O Bahrein reabriu oficialmente seu espaço aéreo, permitindo a retomada das operações de voo no Aeroporto Internacional do Bahrein após uma suspensão de vários dias desencadeada pela escalada das tensões regionais.O encerramento, que durou vários dias no auge da crise, foi aplicado como medida de precaução no meio de ameaças de mísseis e drones em todo o Golfo. As autoridades desviaram e imobilizaram aeronaves, paralisando efetivamente a aviação comercial e perturbando os corredores de viagens regionais.A reabertura foi confirmada pelo Departamento de Assuntos de Aviação Civil (CAA) do Bahrein, subordinado ao Ministério dos Transportes e Telecomunicações, que afirmou que a decisão seguiu uma revisão abrangente de segurança e coordenação com as autoridades regionais de tráfego aéreo.A operadora aeroportuária Bahrain Airport Firm (BAC) afirmou que as operações estão sendo restauradas de forma faseada e controlada, com a autorização de segurança continuando a ser a principal prioridade.

Ar do Golfo retomada do voo

A transportadora nacional Gulf Air iniciou operações programadas limitadas, reconectando o Bahrein a mais de 15 destinos importantes na primeira fase de recuperação.A companhia aérea priorizou rotas com alta demanda de passageiros, especialmente no Golfo e no Sul da Ásia.

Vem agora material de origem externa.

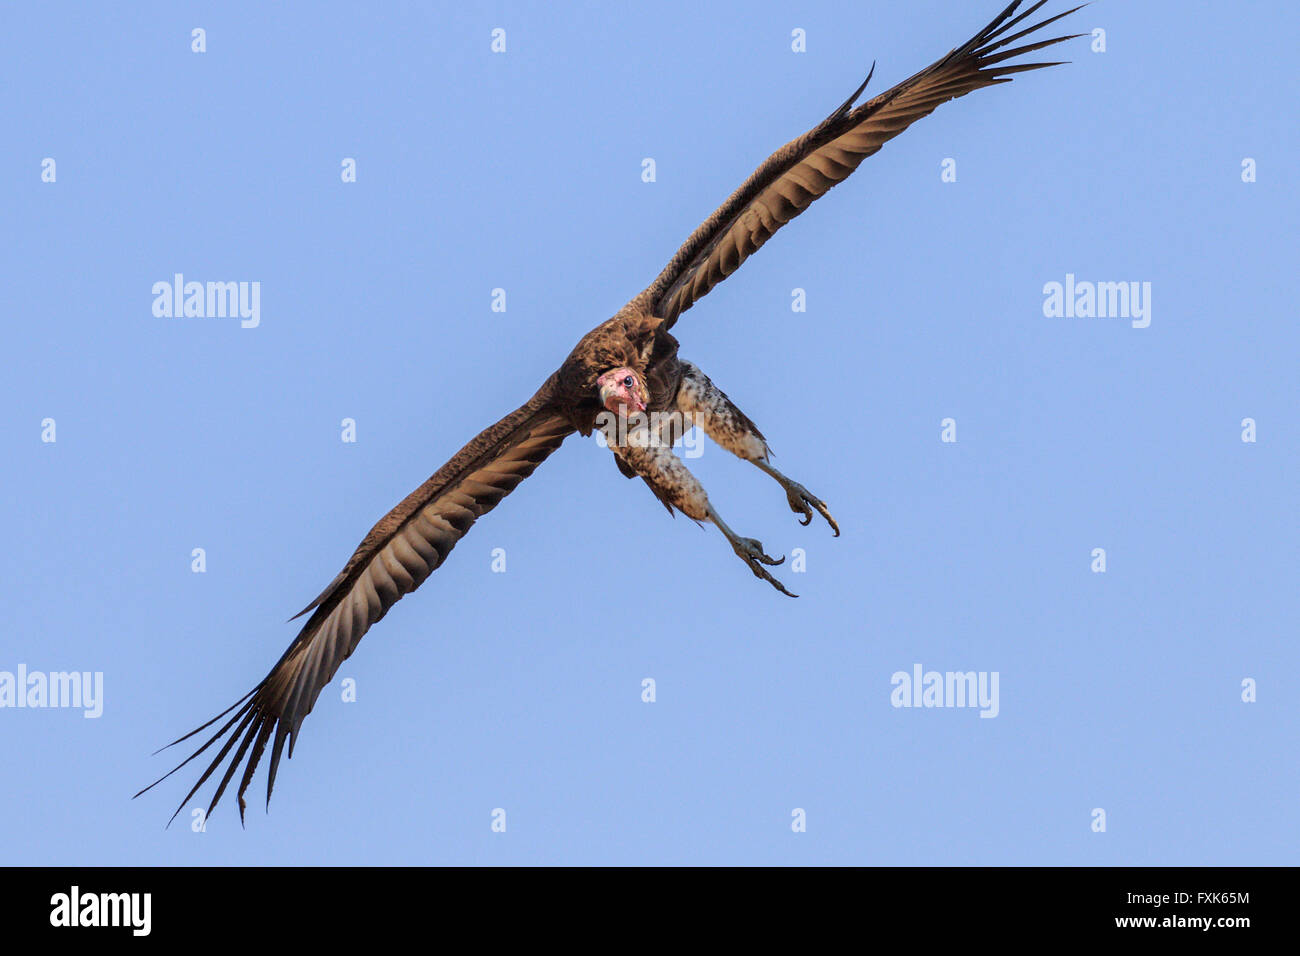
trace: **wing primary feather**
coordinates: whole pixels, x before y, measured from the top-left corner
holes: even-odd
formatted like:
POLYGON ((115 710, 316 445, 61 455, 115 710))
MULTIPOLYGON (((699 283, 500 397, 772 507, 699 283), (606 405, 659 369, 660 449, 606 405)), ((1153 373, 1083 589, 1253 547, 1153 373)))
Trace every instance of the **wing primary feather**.
MULTIPOLYGON (((227 768, 225 776, 221 778, 221 783, 217 784, 217 792, 212 795, 212 801, 208 804, 207 812, 204 814, 205 818, 212 816, 212 811, 217 808, 217 801, 220 800, 221 795, 226 792, 226 785, 230 783, 230 778, 233 777, 235 775, 235 771, 239 769, 239 761, 243 759, 244 751, 248 749, 248 745, 250 742, 252 742, 253 739, 253 732, 250 731, 247 735, 244 735, 244 728, 248 727, 251 724, 253 730, 256 730, 257 716, 258 715, 256 710, 251 710, 248 712, 248 716, 246 716, 243 719, 243 722, 241 722, 240 725, 235 728, 234 733, 230 735, 230 739, 226 741, 226 745, 221 748, 221 752, 217 754, 216 757, 213 758, 212 766, 208 768, 208 772, 205 773, 202 779, 199 780, 198 785, 202 785, 203 781, 208 778, 209 774, 211 774, 214 770, 216 770, 219 766, 221 766, 221 762, 226 759, 226 754, 230 753, 230 748, 233 747, 236 743, 239 743, 239 750, 235 753, 234 759, 230 761, 230 766, 229 768, 227 768), (244 737, 242 742, 239 739, 241 736, 244 737)), ((189 798, 186 797, 186 800, 188 799, 189 798)), ((241 803, 243 802, 242 795, 240 796, 240 802, 241 803)), ((185 806, 184 800, 181 801, 181 806, 182 807, 185 806)), ((243 813, 240 813, 239 816, 242 819, 244 815, 243 813)))
MULTIPOLYGON (((175 747, 177 744, 181 743, 182 741, 189 740, 191 737, 193 737, 193 736, 194 736, 195 734, 197 734, 199 731, 201 731, 201 730, 206 730, 208 727, 211 727, 213 724, 215 724, 215 723, 216 723, 218 720, 220 720, 222 717, 226 716, 226 714, 230 713, 232 710, 234 710, 236 707, 238 707, 238 706, 239 706, 240 704, 242 704, 244 701, 248 700, 248 698, 250 698, 250 697, 252 697, 254 694, 256 694, 256 693, 257 693, 257 688, 258 688, 258 687, 261 687, 261 686, 262 686, 261 684, 258 684, 257 687, 254 687, 252 690, 250 690, 250 691, 249 691, 247 694, 245 694, 243 697, 239 698, 239 700, 235 701, 233 704, 231 704, 229 707, 227 707, 227 708, 226 708, 225 710, 223 710, 221 713, 217 714, 217 716, 215 716, 215 717, 213 717, 211 720, 209 720, 206 724, 200 724, 198 727, 195 727, 193 730, 191 730, 191 731, 190 731, 188 734, 186 734, 184 737, 177 737, 177 738, 176 738, 175 740, 173 740, 171 743, 169 743, 169 744, 163 744, 161 747, 159 747, 157 750, 155 750, 155 751, 153 752, 153 754, 151 754, 151 756, 156 757, 156 756, 158 756, 160 753, 162 753, 164 750, 167 750, 167 749, 170 748, 170 747, 175 747)), ((165 777, 161 777, 161 778, 159 778, 159 779, 166 779, 166 778, 165 778, 165 777)), ((154 781, 154 783, 157 783, 157 782, 158 782, 158 781, 154 781)), ((152 786, 153 786, 153 784, 151 783, 151 784, 149 785, 149 787, 152 787, 152 786)), ((148 790, 149 787, 145 787, 145 790, 148 790)), ((141 790, 140 793, 144 793, 144 790, 141 790)), ((138 797, 139 795, 140 795, 139 793, 136 794, 137 797, 138 797)))
MULTIPOLYGON (((145 793, 145 792, 147 792, 147 791, 149 791, 149 790, 152 790, 154 787, 158 786, 158 784, 162 783, 164 780, 166 780, 168 777, 170 777, 172 774, 174 774, 177 770, 180 770, 181 767, 184 767, 187 763, 189 763, 191 760, 193 760, 193 759, 194 759, 195 757, 197 757, 199 754, 203 753, 203 751, 205 751, 205 750, 207 750, 209 747, 211 747, 214 743, 216 743, 218 740, 220 740, 222 737, 224 737, 224 736, 226 735, 226 732, 227 732, 228 730, 230 730, 230 728, 231 728, 231 727, 232 727, 232 726, 233 726, 237 721, 241 721, 241 720, 246 719, 246 718, 245 718, 245 714, 249 713, 249 712, 251 711, 251 709, 253 708, 253 706, 254 706, 254 702, 253 702, 253 701, 249 701, 247 704, 245 704, 243 707, 241 707, 241 708, 236 712, 235 716, 234 716, 234 717, 231 717, 230 720, 226 721, 226 723, 222 726, 222 728, 221 728, 220 730, 218 730, 215 734, 213 734, 211 737, 209 737, 208 740, 207 740, 207 742, 206 742, 202 747, 200 747, 198 750, 194 751, 194 753, 190 754, 188 757, 186 757, 184 760, 182 760, 179 764, 177 764, 175 767, 173 767, 170 771, 168 771, 167 773, 163 774, 161 777, 159 777, 159 778, 158 778, 157 780, 155 780, 153 783, 149 784, 149 786, 145 787, 144 790, 141 790, 140 793, 137 793, 135 796, 138 797, 138 796, 140 796, 141 793, 145 793)), ((229 713, 229 711, 227 711, 227 713, 229 713)), ((209 723, 211 723, 211 721, 209 721, 209 723)), ((236 731, 236 733, 238 733, 238 731, 236 731)), ((187 735, 187 736, 188 736, 188 735, 187 735)), ((233 743, 234 740, 235 740, 235 738, 232 737, 232 738, 231 738, 231 743, 233 743)), ((190 788, 190 792, 187 793, 187 794, 185 794, 185 798, 184 798, 183 800, 181 800, 181 802, 177 805, 175 812, 171 815, 171 818, 168 819, 168 821, 167 821, 167 826, 170 827, 170 826, 172 825, 172 821, 174 821, 174 820, 176 819, 176 817, 180 814, 180 812, 181 812, 183 809, 185 809, 185 804, 189 802, 190 797, 194 796, 194 794, 196 794, 196 793, 198 792, 199 787, 203 786, 204 782, 207 781, 208 777, 212 776, 212 771, 216 770, 217 767, 220 766, 222 757, 225 756, 226 751, 228 751, 229 749, 230 749, 230 744, 227 744, 225 747, 222 748, 221 753, 218 754, 218 755, 217 755, 217 758, 216 758, 216 759, 215 759, 215 760, 214 760, 214 761, 213 761, 213 762, 208 766, 208 769, 205 770, 205 771, 203 772, 203 776, 199 777, 198 782, 195 783, 194 786, 190 788)), ((134 799, 134 797, 133 797, 132 799, 134 799)))
POLYGON ((839 119, 845 113, 849 112, 849 110, 853 109, 853 104, 858 101, 858 97, 862 95, 864 90, 866 90, 867 84, 871 82, 871 78, 875 75, 876 75, 876 64, 875 61, 872 61, 871 69, 867 71, 867 78, 862 81, 862 85, 859 86, 856 90, 854 90, 853 93, 849 96, 849 98, 845 100, 843 103, 841 103, 834 113, 826 117, 826 119, 823 120, 823 123, 833 122, 834 120, 839 119))
POLYGON ((1029 36, 1029 34, 1041 30, 1043 27, 1049 26, 1055 23, 1057 20, 1062 19, 1063 17, 1068 17, 1070 14, 1076 13, 1077 11, 1082 10, 1084 7, 1087 6, 1086 3, 1081 3, 1077 7, 1072 7, 1071 9, 1066 10, 1064 13, 1058 13, 1056 14, 1056 16, 1048 17, 1046 20, 1040 20, 1038 23, 1035 23, 1033 26, 1025 27, 1019 33, 1013 34, 1012 36, 1002 36, 1002 34, 1005 31, 1010 30, 1017 23, 1020 23, 1021 21, 1025 20, 1026 18, 1036 13, 1038 11, 1038 8, 1043 6, 1043 4, 1045 4, 1046 2, 1047 0, 1039 0, 1038 3, 1034 4, 1032 7, 1026 10, 1020 16, 1016 17, 1014 20, 1012 20, 1010 23, 1004 26, 1001 30, 999 30, 998 33, 996 34, 998 40, 997 46, 993 47, 992 49, 996 50, 998 47, 1006 46, 1008 43, 1015 43, 1021 37, 1029 36))
POLYGON ((1058 43, 1064 43, 1066 40, 1077 40, 1081 36, 1084 36, 1084 34, 1075 33, 1072 36, 1068 36, 1068 37, 1054 37, 1051 40, 1043 40, 1039 43, 1027 43, 1024 46, 1016 47, 1014 50, 1006 50, 1005 52, 999 53, 997 56, 981 57, 980 65, 981 67, 987 68, 993 66, 996 63, 1001 63, 1004 60, 1009 60, 1014 56, 1022 56, 1025 53, 1033 53, 1035 50, 1041 50, 1044 47, 1055 46, 1058 43))
POLYGON ((988 25, 988 27, 984 31, 984 35, 991 36, 994 33, 998 33, 1002 30, 1010 30, 1017 23, 1023 23, 1025 20, 1032 17, 1035 13, 1037 13, 1039 10, 1041 10, 1044 6, 1047 5, 1047 0, 1038 0, 1037 3, 1031 4, 1025 10, 1023 10, 1019 16, 1012 19, 1010 23, 1003 23, 1002 21, 1007 18, 1007 14, 1012 13, 1016 9, 1016 7, 1020 6, 1021 2, 1022 0, 1016 0, 1016 2, 1011 5, 1010 10, 1002 11, 1002 16, 998 17, 996 20, 994 20, 992 23, 988 25))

Os primeiros destinos retomados incluem Dubai, Jeddah e Riade, juntamente com conectividade de longo curso para Londres Heathrow.O foco principal está na Índia e nos mercados próximos, com voos reiniciados para Mumbai, Delhi, Kochi, Hyderabad, Thiruvananthapuram e Dhaka. Os serviços também foram retomados para Islamabad e Lahore, no Paquistão, juntamente com Nairobi, na África Oriental.As autoridades confirmaram que as frequências de voo permanecem limitadas e os horários serão expandidos gradualmente, dependendo da prontidão operacional e da estabilidade do espaço aéreo. As reservas de passagens foram reabertas nessas rotas, mas a disponibilidade permanece limitada devido à capacidade reduzida e ao reposicionamento das aeronaves durante a paralisação.

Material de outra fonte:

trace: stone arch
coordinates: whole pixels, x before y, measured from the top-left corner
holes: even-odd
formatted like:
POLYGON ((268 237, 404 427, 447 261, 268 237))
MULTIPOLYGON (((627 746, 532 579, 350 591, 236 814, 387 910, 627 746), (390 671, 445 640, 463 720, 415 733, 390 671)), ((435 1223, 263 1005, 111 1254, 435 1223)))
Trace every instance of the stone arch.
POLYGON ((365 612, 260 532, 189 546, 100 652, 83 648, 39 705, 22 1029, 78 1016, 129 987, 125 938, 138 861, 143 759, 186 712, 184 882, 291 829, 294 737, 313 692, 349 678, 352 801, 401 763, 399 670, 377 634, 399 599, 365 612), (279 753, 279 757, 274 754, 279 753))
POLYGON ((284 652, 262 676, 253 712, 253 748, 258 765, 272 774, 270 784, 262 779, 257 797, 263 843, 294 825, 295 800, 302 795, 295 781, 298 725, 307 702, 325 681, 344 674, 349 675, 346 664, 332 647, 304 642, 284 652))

Conflito regional perturba a aviação do Golfo

O encerramento temporário fez parte de uma perturbação mais ampla da aviação regional causada pelo aumento das tensões geopolíticas. O Bahrein fechou totalmente os seus céus ao tráfego comercial, uma medida espelhada por vários países vizinhos como medida de segurança.Durante o pico da crise:

  • Voos comerciais foram suspensos em todo o Bahrein
  • Aeronaves foram realocadas para aeroportos mais seguros
  • Milhares de passageiros no Golfo, na Europa e no Sul da Ásia enfrentaram cancelamentos e atrasos

As companhias aéreas, incluindo a Gulf Air, interromperam completamente as operações até que as autoridades considerassem as condições seguras. A perturbação teve um efeito em cascata sobre os passageiros em trânsito, especialmente aqueles que viajam entre a Europa, o Golfo e o subcontinente indiano.

Recuperação faseada, horários limitados

Com o espaço aéreo agora reaberto, as autoridades sublinham que as operações ainda não voltaram ao regular. Os voos operam com capacidade reduzida, sob estrita coordenação entre autoridades da aviação civil, agências de defesa e controladores de tráfego aéreo regionais.Os passageiros são aconselhados a:

  • Verifique o standing do voo antes da partida
  • Espere mudanças ou atrasos no cronograma
  • Chegue cedo devido a verificações adicionais

A Gulf Air disse que está entrando em contato diretamente com os passageiros afetados e continuará restaurando as rotas em fases. Mais destinos e aumento de frequências são esperados nos próximos dias, dependendo da estabilidade regional.Embora a reabertura represente um passo crítico em frente, as autoridades alertam que a situação permanece fluida. O sector da aviação está a entrar numa fase de recuperação gradual, e não num reinício complete, com as companhias aéreas a equilibrar a procura com os riscos geopolíticos em curso.